The Magical Artist

People tend to have serious expectations that art somehow magically appears... For those artists who like to keep that myth alive, forgive me for telling trade secrets....

When I started learning about art, there were a couple of hundred preparatory steps involved in crafting a composition, and a stack of design and study works that had to be carried out before you even got to working on the final canvas. Visual diaries had to be filled out, research and evidence of research had to be provided, source folders and scrapbooks created, journal entries and thoughts and ideas had to be recorded, and there was always this ever-present sense of calculated procedure - I was young, knew nothing about the artistic process. I wanted to pick up a brush or a pencil and have it 'just happen'.

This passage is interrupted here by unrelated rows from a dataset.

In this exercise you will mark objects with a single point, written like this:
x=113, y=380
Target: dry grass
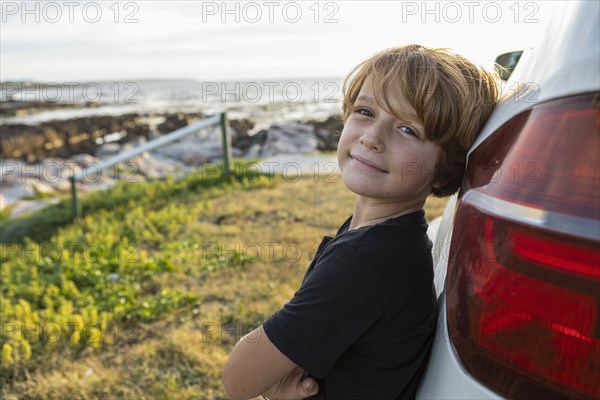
x=181, y=356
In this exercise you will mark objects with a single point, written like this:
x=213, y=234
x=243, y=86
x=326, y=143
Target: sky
x=67, y=41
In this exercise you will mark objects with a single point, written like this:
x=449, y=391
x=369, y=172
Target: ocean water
x=274, y=100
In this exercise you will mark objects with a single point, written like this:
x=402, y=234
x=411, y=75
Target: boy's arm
x=257, y=367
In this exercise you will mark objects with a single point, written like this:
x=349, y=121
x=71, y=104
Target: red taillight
x=523, y=286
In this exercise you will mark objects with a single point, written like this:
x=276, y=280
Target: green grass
x=145, y=296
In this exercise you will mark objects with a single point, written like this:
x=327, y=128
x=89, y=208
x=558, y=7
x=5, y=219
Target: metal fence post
x=226, y=136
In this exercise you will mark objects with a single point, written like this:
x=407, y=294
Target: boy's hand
x=295, y=386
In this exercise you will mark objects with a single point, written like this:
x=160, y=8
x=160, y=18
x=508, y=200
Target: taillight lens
x=523, y=286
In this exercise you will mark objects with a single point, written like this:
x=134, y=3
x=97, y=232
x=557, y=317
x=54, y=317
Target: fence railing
x=155, y=143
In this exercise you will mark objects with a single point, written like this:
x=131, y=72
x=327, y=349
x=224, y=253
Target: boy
x=362, y=322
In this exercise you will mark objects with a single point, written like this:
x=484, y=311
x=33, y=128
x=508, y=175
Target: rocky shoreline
x=36, y=161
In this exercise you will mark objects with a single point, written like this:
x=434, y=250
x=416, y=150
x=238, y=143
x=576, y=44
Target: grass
x=162, y=280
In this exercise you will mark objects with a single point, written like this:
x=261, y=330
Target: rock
x=328, y=132
x=108, y=150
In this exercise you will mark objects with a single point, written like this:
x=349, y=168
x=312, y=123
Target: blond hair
x=452, y=97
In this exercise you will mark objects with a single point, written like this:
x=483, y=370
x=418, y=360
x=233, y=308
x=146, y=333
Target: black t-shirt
x=363, y=319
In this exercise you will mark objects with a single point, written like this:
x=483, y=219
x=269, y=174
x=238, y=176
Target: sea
x=279, y=100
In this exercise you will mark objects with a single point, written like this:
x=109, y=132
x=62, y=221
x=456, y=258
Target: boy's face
x=384, y=157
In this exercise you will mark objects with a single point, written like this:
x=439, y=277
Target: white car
x=517, y=251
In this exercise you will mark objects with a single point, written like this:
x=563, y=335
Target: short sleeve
x=339, y=301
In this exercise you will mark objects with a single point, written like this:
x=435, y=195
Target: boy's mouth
x=366, y=164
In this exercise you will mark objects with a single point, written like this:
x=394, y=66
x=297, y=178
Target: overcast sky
x=65, y=41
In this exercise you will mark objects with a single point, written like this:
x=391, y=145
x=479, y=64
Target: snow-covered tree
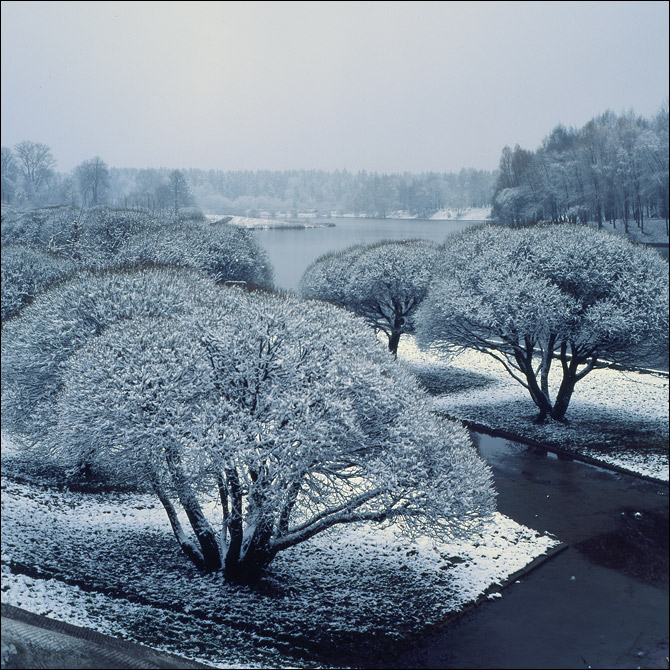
x=529, y=296
x=287, y=418
x=180, y=193
x=36, y=168
x=383, y=282
x=37, y=343
x=93, y=179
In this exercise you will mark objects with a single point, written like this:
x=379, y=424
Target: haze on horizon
x=380, y=86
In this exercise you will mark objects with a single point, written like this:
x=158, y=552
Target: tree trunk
x=563, y=397
x=211, y=553
x=193, y=553
x=394, y=340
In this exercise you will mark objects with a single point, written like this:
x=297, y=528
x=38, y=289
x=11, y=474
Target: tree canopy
x=527, y=296
x=262, y=407
x=383, y=282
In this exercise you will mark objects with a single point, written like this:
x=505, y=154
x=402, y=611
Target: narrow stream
x=601, y=603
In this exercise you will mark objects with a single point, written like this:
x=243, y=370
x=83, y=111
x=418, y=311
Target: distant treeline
x=29, y=178
x=366, y=193
x=614, y=168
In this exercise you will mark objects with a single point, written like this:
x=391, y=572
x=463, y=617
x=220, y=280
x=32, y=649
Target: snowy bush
x=26, y=272
x=533, y=295
x=265, y=409
x=222, y=252
x=36, y=344
x=104, y=237
x=384, y=282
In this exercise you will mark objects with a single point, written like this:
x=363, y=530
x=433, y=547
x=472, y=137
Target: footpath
x=600, y=603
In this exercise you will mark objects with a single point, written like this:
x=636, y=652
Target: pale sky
x=381, y=86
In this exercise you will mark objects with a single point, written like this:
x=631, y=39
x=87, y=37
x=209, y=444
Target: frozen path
x=601, y=603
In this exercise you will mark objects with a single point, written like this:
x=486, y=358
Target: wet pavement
x=601, y=603
x=31, y=641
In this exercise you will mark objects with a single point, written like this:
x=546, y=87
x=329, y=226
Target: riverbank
x=108, y=562
x=616, y=418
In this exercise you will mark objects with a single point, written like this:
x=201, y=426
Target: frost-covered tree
x=9, y=172
x=37, y=343
x=286, y=414
x=36, y=165
x=180, y=193
x=529, y=296
x=93, y=180
x=383, y=282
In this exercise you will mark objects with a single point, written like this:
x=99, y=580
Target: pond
x=292, y=250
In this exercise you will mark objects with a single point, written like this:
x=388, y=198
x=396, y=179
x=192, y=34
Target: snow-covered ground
x=616, y=417
x=108, y=562
x=467, y=214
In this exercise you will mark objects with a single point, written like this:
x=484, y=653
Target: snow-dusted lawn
x=616, y=417
x=108, y=562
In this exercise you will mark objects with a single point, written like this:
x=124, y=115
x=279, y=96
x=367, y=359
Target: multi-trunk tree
x=266, y=422
x=550, y=303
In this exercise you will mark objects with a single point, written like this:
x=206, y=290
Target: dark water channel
x=600, y=603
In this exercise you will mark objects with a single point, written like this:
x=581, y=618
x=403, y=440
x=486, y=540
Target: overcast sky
x=382, y=86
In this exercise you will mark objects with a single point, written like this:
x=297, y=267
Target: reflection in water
x=291, y=250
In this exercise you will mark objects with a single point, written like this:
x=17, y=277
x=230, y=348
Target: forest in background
x=614, y=168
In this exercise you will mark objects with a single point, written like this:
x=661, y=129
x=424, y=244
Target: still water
x=291, y=250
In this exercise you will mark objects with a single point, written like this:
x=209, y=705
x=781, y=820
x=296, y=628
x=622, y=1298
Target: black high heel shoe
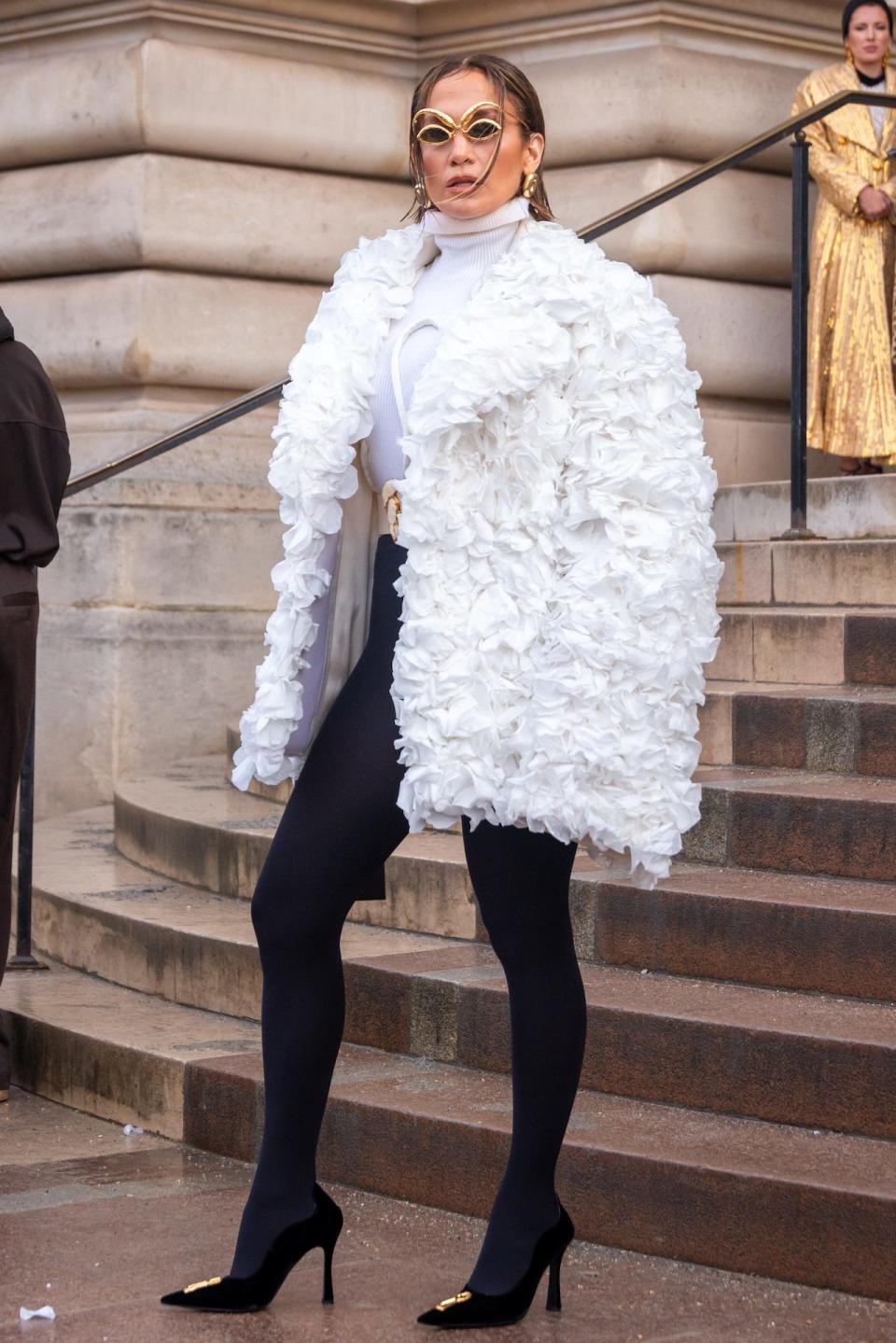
x=259, y=1288
x=480, y=1309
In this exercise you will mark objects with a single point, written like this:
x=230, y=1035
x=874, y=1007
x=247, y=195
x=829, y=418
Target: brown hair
x=510, y=82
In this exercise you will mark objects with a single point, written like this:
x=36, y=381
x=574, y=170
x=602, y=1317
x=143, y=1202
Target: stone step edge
x=704, y=921
x=826, y=1065
x=699, y=1208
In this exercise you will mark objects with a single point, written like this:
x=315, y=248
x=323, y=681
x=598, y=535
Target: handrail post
x=24, y=959
x=800, y=343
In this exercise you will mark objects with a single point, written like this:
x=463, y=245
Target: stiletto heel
x=553, y=1284
x=480, y=1309
x=259, y=1288
x=328, y=1273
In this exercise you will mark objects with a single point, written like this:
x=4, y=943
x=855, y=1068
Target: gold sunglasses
x=431, y=126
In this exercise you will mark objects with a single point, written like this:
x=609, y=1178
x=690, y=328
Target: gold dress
x=852, y=400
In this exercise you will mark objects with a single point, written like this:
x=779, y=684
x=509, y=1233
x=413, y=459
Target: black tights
x=340, y=823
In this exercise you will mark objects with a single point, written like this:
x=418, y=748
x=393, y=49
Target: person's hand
x=874, y=203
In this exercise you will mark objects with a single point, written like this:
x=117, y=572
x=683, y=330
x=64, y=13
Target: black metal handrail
x=263, y=395
x=244, y=404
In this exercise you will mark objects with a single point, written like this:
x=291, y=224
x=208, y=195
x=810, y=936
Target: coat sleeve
x=34, y=465
x=837, y=181
x=314, y=670
x=639, y=572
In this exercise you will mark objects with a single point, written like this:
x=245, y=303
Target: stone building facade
x=179, y=179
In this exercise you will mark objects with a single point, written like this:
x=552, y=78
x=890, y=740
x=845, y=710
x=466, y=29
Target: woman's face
x=868, y=38
x=452, y=168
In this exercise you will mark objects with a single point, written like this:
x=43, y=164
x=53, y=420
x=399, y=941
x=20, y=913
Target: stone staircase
x=736, y=1098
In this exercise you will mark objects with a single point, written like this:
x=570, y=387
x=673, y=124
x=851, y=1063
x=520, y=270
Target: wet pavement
x=98, y=1224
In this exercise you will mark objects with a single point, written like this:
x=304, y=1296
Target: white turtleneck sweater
x=467, y=251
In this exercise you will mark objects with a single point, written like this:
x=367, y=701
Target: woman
x=536, y=638
x=852, y=400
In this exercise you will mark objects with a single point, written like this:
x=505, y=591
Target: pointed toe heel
x=471, y=1309
x=553, y=1282
x=242, y=1294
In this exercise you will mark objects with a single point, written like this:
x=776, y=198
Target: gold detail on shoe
x=210, y=1281
x=455, y=1300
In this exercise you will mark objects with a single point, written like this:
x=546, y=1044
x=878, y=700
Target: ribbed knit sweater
x=467, y=251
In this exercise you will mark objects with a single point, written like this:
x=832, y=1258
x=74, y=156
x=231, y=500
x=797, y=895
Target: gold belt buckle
x=392, y=501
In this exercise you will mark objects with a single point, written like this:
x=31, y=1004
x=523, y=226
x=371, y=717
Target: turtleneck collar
x=511, y=213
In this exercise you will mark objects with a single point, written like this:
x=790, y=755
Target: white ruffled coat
x=560, y=575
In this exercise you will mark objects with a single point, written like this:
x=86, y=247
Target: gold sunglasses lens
x=434, y=134
x=483, y=129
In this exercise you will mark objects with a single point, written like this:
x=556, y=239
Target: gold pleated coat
x=852, y=400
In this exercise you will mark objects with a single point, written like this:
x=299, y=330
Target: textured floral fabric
x=852, y=400
x=559, y=586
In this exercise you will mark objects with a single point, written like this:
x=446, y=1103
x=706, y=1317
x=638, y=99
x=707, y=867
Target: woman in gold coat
x=852, y=399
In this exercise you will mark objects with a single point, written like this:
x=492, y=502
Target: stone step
x=791, y=1057
x=838, y=510
x=779, y=930
x=105, y=915
x=731, y=1193
x=794, y=820
x=110, y=1051
x=191, y=825
x=822, y=574
x=841, y=730
x=806, y=645
x=713, y=917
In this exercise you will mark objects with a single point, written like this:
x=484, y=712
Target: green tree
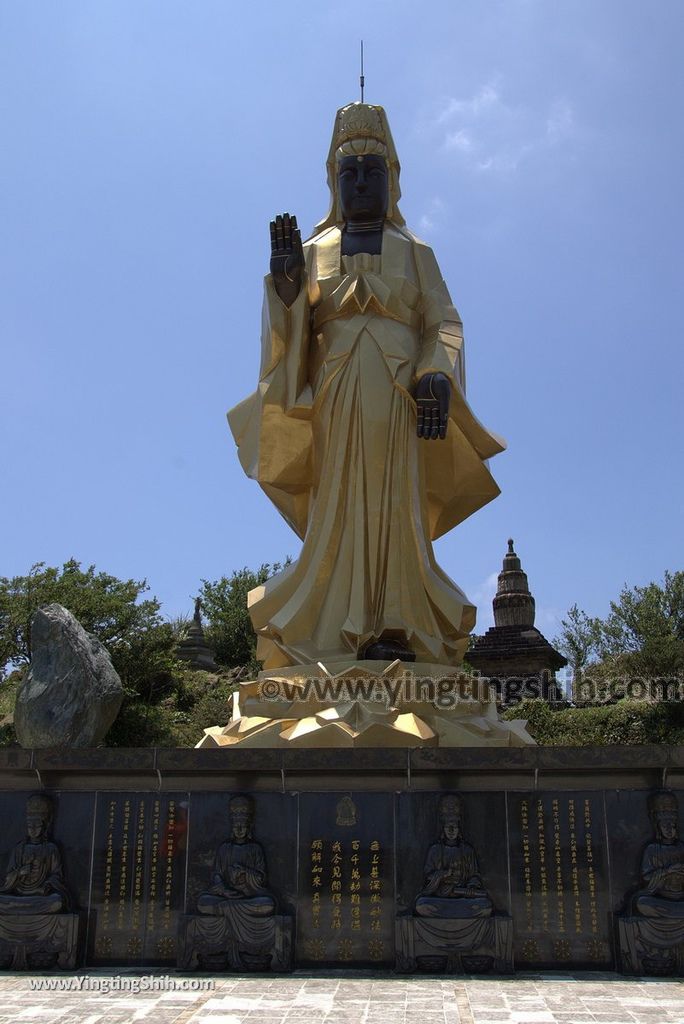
x=229, y=628
x=140, y=643
x=635, y=650
x=578, y=640
x=644, y=632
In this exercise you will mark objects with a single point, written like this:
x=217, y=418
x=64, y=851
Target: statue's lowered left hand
x=433, y=393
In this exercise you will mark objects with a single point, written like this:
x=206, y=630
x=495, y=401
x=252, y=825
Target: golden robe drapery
x=330, y=434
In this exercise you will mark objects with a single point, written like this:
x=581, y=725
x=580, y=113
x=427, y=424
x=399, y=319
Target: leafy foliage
x=140, y=643
x=627, y=722
x=229, y=628
x=641, y=639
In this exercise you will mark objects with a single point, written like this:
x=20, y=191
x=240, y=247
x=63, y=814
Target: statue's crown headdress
x=360, y=121
x=450, y=807
x=663, y=801
x=361, y=128
x=242, y=807
x=39, y=804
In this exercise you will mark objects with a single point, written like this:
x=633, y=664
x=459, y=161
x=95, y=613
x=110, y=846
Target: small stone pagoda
x=194, y=647
x=513, y=649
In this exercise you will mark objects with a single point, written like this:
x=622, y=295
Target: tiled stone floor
x=563, y=998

Classical training in art teaches you more about how to think and observe and analyze like an artist than just learning how to draw or paint. The visual diaries and journals and the constant need to record and document was just as important as knowing colours, light, positive and negative space.... there was so much in-depth detail that went into 'crafting' a work of art than merely drawing a picture. You learn by studying the works of other artists, in all genres, in all mediums, in order to apply that which is relevant and inspiring and interesting to you. You studied their works by copying sections from them, learning how that effect was created, that system of light and shade worked - you learned by doing. From learning the skills of analysis and observation, the technical skills of the medium, you were then able to apply your own emotional context, story, narrative, statement, style, personality... the list goes on.

When you have spent years working in this fashion, you find the preparation invaluable - doing detailed studies of textures, or hand positions, or genre-specific stylisations - recording and archiving every little scrap and scribble for use at any point in the future.... and to record your travels and travails as an artist. Having a library of source material, quick ideas, references to your own development - it's like having not only a huge keepsake box about your life, but a treasure chest of inspirations and revelations for both the future and about the past.

As you grow and expand and extend, it's extremely important to be able to see where you've been, where you have progressed and changed and evolved - this drives you forward, motivates new directions and enthusiasm... As an artist, you want to avoid becoming stagnant and stale.

And with all those skills, techniques and artistic discoveries in your journals and diaries, you provide yourself with the ability to make it seem like the art 'just happens'. And you are the magical artist you always wanted to become.